Historique
C’est en 1121 qu’une petite communauté chrétienne s’établit à Ardenne, sur un ancien lieu de culte gaulois. La nouvelle collectivité est rapidement confiée aux chanoines prémontrés de l’abbaye voisine de la Lucerne. En 1160, le petit prieuré devient une abbaye indépendante. En 1206, l’abbé d’Ardenne est élu abbé général de l’ordre de prémontré.
Le patrimoine d’Ardenne se constitue : des prieurés, des prieurés-cures ainsi que des chapelles dépendent de l’abbaye. Par exemple, le prieuré de Saint-Vincent de Lebisey, dans la paroisse voisine d’Hérouville, entre dans son patrimoine en 1291, et celui de Saint-Thomas, à Lion-sur-Mer, en 1328. L’influence de l’abbaye s’étend au-delà des communes avoisinantes : les responsables de douze cures réparties entre le Calvados et l’Orne sont nommés par Ardenne, et quatre églises paroissiales sont sous son patronage.
Durant le XVe siècle, l’abbaye souffrit moins de la guerre de Cent Ans que celles de Mondaye, La Lucerne ou Silly.
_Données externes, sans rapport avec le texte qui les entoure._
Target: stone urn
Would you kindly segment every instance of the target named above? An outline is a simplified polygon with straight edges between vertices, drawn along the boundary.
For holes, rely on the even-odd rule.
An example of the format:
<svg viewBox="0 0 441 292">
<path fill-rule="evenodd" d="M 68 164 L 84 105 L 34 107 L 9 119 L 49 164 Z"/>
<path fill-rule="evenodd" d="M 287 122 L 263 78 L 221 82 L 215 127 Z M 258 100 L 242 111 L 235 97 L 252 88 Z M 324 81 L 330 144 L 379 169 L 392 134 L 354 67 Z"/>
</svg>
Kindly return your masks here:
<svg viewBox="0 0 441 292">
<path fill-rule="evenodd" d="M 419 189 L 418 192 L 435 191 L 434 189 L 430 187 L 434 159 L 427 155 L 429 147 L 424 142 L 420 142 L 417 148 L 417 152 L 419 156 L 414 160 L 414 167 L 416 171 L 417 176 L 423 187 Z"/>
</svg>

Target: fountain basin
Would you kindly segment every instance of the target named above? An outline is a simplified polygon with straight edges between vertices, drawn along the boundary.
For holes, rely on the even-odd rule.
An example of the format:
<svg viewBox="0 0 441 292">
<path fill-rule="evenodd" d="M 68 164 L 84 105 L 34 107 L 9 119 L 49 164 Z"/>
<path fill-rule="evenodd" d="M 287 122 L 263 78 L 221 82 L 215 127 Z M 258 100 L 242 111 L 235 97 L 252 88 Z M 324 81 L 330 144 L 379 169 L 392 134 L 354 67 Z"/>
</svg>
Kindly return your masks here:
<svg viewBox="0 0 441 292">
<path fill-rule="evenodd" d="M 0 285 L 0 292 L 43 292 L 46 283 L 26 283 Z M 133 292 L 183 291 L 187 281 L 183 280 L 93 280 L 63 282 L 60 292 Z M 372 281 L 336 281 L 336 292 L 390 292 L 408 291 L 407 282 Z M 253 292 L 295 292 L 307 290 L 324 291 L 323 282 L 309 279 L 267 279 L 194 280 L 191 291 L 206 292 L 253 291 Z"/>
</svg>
Ardenne ne fut pas pour autant totalement épargnée : le 14 décembre 1417 une attaque et un pillage contraignent les moines à se réfugier en leur possession de la ville de Caen. En 1450, Caen est aux mains des Anglais. Le roi de France Charles VII, venu reprendre la ville, s’installe à Ardenne pour la durée du siège. C’est l’apogée pour l’abbaye.
Après un demi-siècle de prospérité, l’abbaye d’Ardenne entre dans une longue période de décadence. En effet, le régime de la commende s’instaure à Ardenne : l’abbaye passe sous l’autorité d’une personne extérieure à l’ordre. Ce régime a finalement privé les chanoines d’une grande partie de leurs ressources, au profit de commendataires peu soucieux de l’entretien de l’abbaye. Les guerres de religion accentueront la précarité d’Ardenne : par deux fois les Prémontrés trouvent refuge derrière les murs de Caen. L’abbatiale fut saccagée et profanée, elle servit d’étable et les lieux restèrent ouverts aux intempéries. Deux procès-verbaux conservés aux Archives départementales du Calvados décrivent les « ruynes, démollicions, dégradements et pilleryes » subis en 1562, et concluent que « pour réparer, n’y suffiroyt le revenu de vingt années de la dicte abbaye ». Et jusqu’à la fin du XVIe siècle, l’abbaye reste à l’état de ruines, quelques religieux y vivent tant bien que mal.